Alexandre, another Brazilian, writes:
To say that Brazilians hate each other is simply preposterous. To say that Brazilians hate their country is an exaggeration. Life in Brazil is very hard for most people, especially so for those who are poor and live in the great cities. Heat and poverty make a terrible mix. That Brazil still functions at the average temperature of 35° C is a quasi-miracle in itself. Criticism of one's country is only natural so how could Brazilians not say bad things about Brazil? Have you ever heard what Italians say about Italy? I have, and they made me wonder about how rational and productive the Brazilian Government (federal, state and local) is...
Now, truth be told, Brazil was a much gentler society up until, say, the early 1960s, but so was the world. Today, with a population of 200 million people and 60000 murders per year (+ 40000 people killed in car accidents), day by day life in Brazil is not for careless and naïve people. Please do not go down the Amazon river alone on a boat neither go visit slums infested with drug dealers who hold honest workers hostage of their mad, murderous whims, okay!? Forget about riding a bicycle in the streets, either.

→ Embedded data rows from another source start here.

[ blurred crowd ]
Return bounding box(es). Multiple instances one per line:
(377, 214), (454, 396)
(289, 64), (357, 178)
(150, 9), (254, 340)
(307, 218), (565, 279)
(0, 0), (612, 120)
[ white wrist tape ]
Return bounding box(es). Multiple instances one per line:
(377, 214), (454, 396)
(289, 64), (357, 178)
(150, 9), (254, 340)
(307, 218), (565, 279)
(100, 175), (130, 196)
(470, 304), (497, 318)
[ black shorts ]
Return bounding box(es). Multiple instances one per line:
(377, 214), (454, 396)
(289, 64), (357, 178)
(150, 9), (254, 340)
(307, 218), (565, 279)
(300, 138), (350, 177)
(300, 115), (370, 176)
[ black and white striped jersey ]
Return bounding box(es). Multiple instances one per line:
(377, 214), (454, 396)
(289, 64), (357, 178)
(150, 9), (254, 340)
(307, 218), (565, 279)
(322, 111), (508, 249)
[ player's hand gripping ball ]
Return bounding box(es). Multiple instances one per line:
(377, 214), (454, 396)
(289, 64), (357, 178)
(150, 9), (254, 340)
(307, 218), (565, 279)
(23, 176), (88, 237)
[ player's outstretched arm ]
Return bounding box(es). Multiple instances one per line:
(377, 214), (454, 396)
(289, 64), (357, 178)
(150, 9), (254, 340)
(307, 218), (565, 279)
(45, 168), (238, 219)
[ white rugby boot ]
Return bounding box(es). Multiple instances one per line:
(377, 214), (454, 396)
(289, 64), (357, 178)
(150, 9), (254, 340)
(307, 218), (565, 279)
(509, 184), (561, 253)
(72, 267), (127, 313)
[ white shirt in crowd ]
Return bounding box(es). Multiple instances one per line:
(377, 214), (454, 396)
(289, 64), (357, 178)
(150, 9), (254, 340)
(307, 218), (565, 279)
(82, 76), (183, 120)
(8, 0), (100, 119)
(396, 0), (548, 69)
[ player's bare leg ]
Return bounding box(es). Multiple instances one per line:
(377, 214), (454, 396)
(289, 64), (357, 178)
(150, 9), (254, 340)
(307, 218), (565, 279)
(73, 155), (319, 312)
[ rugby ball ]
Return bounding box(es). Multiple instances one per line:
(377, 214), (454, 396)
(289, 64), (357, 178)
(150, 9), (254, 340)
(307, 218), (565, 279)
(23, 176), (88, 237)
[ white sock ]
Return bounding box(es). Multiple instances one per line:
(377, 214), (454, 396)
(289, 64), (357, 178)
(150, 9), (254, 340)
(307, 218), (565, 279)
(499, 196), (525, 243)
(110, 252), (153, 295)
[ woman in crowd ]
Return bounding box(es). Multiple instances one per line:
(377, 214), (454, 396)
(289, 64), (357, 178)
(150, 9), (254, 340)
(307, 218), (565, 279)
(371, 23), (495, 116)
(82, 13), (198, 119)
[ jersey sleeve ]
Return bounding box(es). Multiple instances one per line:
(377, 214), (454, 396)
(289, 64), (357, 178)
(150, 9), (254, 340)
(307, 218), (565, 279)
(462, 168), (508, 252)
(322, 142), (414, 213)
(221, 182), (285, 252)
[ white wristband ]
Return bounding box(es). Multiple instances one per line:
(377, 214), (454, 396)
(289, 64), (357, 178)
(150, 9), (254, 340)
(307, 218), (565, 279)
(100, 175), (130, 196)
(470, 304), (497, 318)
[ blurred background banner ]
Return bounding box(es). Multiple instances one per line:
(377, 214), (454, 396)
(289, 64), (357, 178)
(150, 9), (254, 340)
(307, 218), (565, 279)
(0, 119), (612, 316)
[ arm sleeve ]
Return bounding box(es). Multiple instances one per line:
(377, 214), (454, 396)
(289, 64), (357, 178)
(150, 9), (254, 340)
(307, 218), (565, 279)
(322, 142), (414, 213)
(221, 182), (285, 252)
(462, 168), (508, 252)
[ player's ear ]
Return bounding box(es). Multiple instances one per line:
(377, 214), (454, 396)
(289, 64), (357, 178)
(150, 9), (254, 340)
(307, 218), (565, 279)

But Marcos is right when he says that race in Brazil is not THE problem. I like to illustrate this point by telling you that Booker Pittman (1909-1969), a grandson of the great Booker T. Washington, chose to live and die in Brazil. Interesting, eh!?
Unlike Marcos, though, I think the problem with Brazil is the lack of taste of its population for real, good and sound education, at all social levels. Granted: there are good physicians and dentists; good lawyers and some good academics at various fields (the agricultural sciences come to mind immediately), but there is a generalized lack of people well-prepared for the educated public debate of the grand issues, hence the low level of governance. For instance: the recently (2016) impeached president, Dilma Vana Rousseff, (of Bulgarian descent - a mere curiosity) could not (cannot) finish a single coherent sentence. (There is a book about this, entitled "Dilmese".) How could she be elected in 2010? And reelected in 2014?
Now, add to all of this the horrors of Cultural Marxism. Fortunately, the hegemony of the Left in Brazil seems to be fractured, though not broken (the American Foundations keep very generou$). By the way: former president (2003-2010) Lula da Silva (and the top brass of his Workers Party, too) has been in custody down here in Curitiba since April 7, after having his conviction (corruption and money laundering) upheld (other appeals to the Superior Courts in Brasilia still pending, but his political rights have been suspended for the next eight years). Any news of criminal procedures against the Clintons?...
KK said (May 22, 2018):
When speaking with multi-racial people, including many Brazilians, history, culture and politics are almost always off limits, including any lessons from history. These topics are too painful. The result? Trivial conversations and shallow friendships.